The introduction sections of the book layout the ideas with the middle going into real world examples to explain them. The last few sections provide some funny and light hearted content.

Early on he sets the stage. I like the definitions, the philosophy, and the varying views of risk people have. Here are some examples:

The definition of innumeracy in general is the inability to do basic math, but this book is focused on the inability to understand statistical relevance. Gigerenzer breaks it into four types: illusion of certainty, ignorance of risk, miscommunication of risk, and clouded thinking. The excerpt from Dumb and Dumber was an example of clouded thinking since Lloyd understood the sheer magnitude of the chances Mary was giving him but didn’t know how to draw proper inferences from it.

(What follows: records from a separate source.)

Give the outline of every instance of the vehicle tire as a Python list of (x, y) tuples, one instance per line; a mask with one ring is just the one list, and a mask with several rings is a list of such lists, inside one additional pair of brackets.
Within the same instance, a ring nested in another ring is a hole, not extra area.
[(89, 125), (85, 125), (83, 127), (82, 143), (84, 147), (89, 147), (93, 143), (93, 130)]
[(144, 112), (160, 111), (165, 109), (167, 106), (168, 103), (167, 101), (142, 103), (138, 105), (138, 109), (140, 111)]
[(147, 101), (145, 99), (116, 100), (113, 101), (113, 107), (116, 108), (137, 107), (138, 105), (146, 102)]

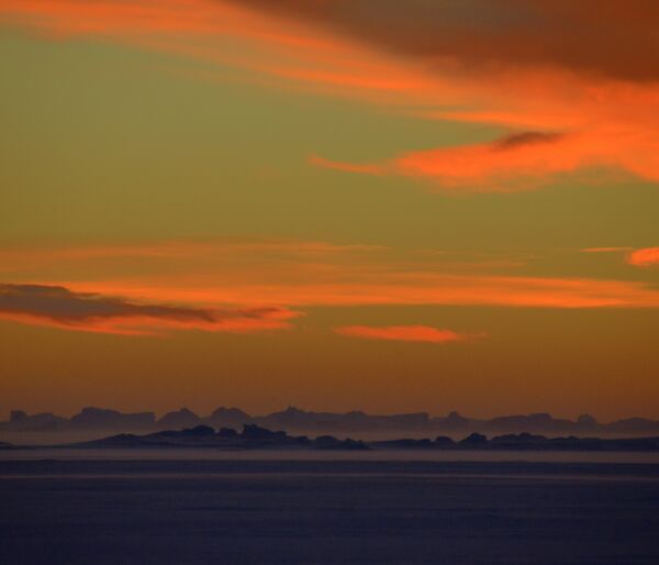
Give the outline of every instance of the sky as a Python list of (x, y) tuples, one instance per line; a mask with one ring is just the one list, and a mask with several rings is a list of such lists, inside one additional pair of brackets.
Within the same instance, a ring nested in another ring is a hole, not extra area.
[(4, 0), (0, 418), (659, 418), (654, 0)]

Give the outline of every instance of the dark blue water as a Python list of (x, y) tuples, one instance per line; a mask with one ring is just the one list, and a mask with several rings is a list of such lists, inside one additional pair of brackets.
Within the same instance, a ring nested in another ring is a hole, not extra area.
[(2, 461), (0, 563), (656, 565), (659, 466)]

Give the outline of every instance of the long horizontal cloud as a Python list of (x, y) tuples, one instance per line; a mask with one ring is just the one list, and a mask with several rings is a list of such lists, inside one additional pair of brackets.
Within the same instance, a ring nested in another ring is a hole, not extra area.
[(651, 267), (659, 265), (659, 247), (645, 247), (627, 255), (627, 263), (635, 267)]
[(451, 330), (438, 330), (428, 325), (344, 325), (334, 331), (349, 337), (396, 342), (447, 343), (471, 340), (472, 336)]
[(659, 307), (659, 289), (650, 282), (521, 275), (523, 266), (500, 259), (321, 242), (169, 242), (0, 250), (0, 270), (8, 281), (219, 311), (225, 304)]
[(316, 164), (470, 191), (525, 190), (603, 167), (659, 181), (657, 2), (8, 0), (0, 18), (517, 132), (471, 146), (401, 147), (379, 163), (322, 155)]
[(652, 0), (235, 0), (413, 58), (659, 78)]
[(0, 285), (0, 319), (68, 330), (147, 335), (165, 330), (252, 332), (298, 315), (283, 308), (209, 309), (136, 303), (51, 285)]

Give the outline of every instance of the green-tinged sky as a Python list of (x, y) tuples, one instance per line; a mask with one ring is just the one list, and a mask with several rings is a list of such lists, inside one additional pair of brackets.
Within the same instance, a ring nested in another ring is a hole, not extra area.
[(610, 4), (4, 2), (0, 419), (659, 418), (659, 40)]

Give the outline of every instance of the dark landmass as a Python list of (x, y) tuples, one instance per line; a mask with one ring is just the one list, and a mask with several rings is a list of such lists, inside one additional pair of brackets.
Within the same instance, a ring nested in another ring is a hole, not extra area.
[[(480, 433), (455, 441), (438, 435), (434, 440), (402, 439), (366, 442), (342, 440), (333, 435), (310, 439), (306, 435), (289, 435), (284, 431), (271, 431), (256, 424), (244, 424), (242, 432), (233, 428), (215, 430), (210, 425), (197, 425), (183, 430), (167, 430), (144, 435), (121, 433), (99, 440), (60, 444), (51, 447), (76, 448), (150, 448), (150, 447), (203, 447), (217, 450), (436, 450), (436, 451), (573, 451), (573, 452), (659, 452), (659, 437), (547, 437), (530, 433), (496, 435), (488, 439)], [(0, 443), (0, 450), (23, 448)], [(29, 448), (36, 448), (30, 446)]]
[(238, 408), (217, 408), (202, 417), (181, 408), (156, 418), (154, 412), (122, 413), (116, 410), (88, 407), (71, 418), (51, 412), (27, 414), (14, 410), (9, 421), (0, 422), (0, 432), (83, 432), (114, 431), (146, 433), (191, 429), (198, 425), (241, 428), (253, 424), (298, 434), (379, 435), (414, 433), (417, 435), (465, 436), (472, 433), (499, 435), (527, 432), (547, 436), (578, 435), (589, 437), (656, 436), (659, 420), (628, 418), (602, 423), (589, 414), (576, 420), (554, 418), (548, 413), (504, 416), (490, 420), (466, 418), (458, 412), (431, 417), (427, 412), (373, 416), (361, 411), (346, 413), (312, 412), (289, 407), (266, 416), (250, 416)]
[(306, 435), (289, 435), (283, 431), (273, 432), (256, 424), (244, 424), (243, 431), (221, 428), (215, 431), (209, 425), (186, 428), (181, 431), (164, 431), (147, 435), (119, 434), (91, 442), (69, 444), (67, 447), (214, 447), (223, 450), (264, 448), (313, 448), (313, 450), (368, 450), (366, 443), (355, 440), (338, 440), (321, 435), (310, 440)]

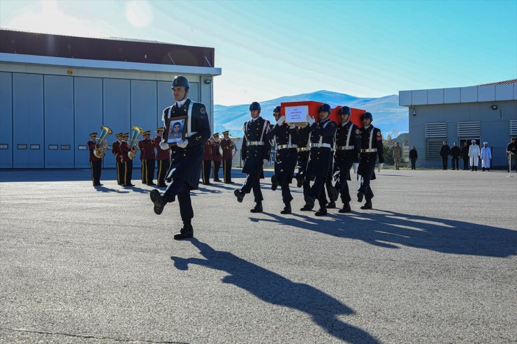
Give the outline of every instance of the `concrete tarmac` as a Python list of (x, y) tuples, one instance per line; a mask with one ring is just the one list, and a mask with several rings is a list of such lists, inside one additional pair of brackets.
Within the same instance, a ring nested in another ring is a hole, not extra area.
[(319, 218), (268, 178), (250, 213), (234, 170), (182, 241), (177, 203), (89, 175), (0, 170), (0, 343), (517, 342), (515, 173), (385, 170), (374, 209)]

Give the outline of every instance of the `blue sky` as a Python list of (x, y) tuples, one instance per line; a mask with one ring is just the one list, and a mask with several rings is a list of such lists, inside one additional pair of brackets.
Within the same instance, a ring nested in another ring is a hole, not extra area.
[(0, 26), (215, 48), (214, 103), (517, 78), (517, 1), (8, 1)]

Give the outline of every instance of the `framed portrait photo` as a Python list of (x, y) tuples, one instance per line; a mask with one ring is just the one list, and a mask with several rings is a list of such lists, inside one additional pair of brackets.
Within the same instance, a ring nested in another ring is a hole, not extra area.
[(173, 146), (183, 141), (187, 132), (187, 116), (167, 119), (165, 141)]

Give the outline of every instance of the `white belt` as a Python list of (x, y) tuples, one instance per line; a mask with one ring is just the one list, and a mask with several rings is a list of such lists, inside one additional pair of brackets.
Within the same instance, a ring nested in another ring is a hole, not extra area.
[(320, 147), (332, 148), (332, 147), (328, 143), (312, 143), (311, 144), (311, 148), (320, 148)]
[(336, 151), (351, 151), (354, 149), (354, 146), (336, 146)]
[(281, 144), (277, 146), (277, 149), (285, 149), (286, 148), (298, 148), (296, 144)]

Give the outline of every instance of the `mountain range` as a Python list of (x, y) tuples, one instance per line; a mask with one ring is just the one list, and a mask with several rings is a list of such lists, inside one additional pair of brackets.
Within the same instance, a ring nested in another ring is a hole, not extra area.
[[(409, 130), (408, 110), (399, 106), (398, 95), (393, 94), (380, 98), (358, 98), (349, 94), (317, 91), (316, 92), (288, 96), (261, 102), (261, 116), (274, 121), (272, 111), (280, 103), (312, 100), (326, 103), (332, 107), (347, 105), (365, 110), (373, 115), (373, 125), (393, 137), (395, 132), (407, 133)], [(242, 124), (249, 119), (249, 104), (237, 105), (214, 105), (214, 132), (230, 130), (231, 136), (242, 136)]]

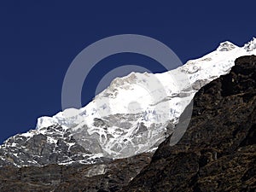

The author also defines different views of risk. He describes three types – degrees of belief, propensities, and frequencies. Degrees of belief are similar to what a doctor would assign the chances of survival are to a patient who is undergoing a new surgical procedure. Propensities are more about the properties of an object like a die. The traditional die has six sides and given a uniform weighting and edge will result in a distribution of 1 in 6. The design dictates the likeliness. Six Sigma design and quality programs stress this sort of risk.

The last is Frequencies and it’s the focus of the book. Frequencies take actual events, defines a reference class, and observes what happens. Roll the die a thousand times and see how many sixes resulted. Frequencies are both powerful and flawed. They are powerful because they take design to the next level, the system. With frequencies you can draw conclusions with complex situations. The downside is the event has to happen… well frequently.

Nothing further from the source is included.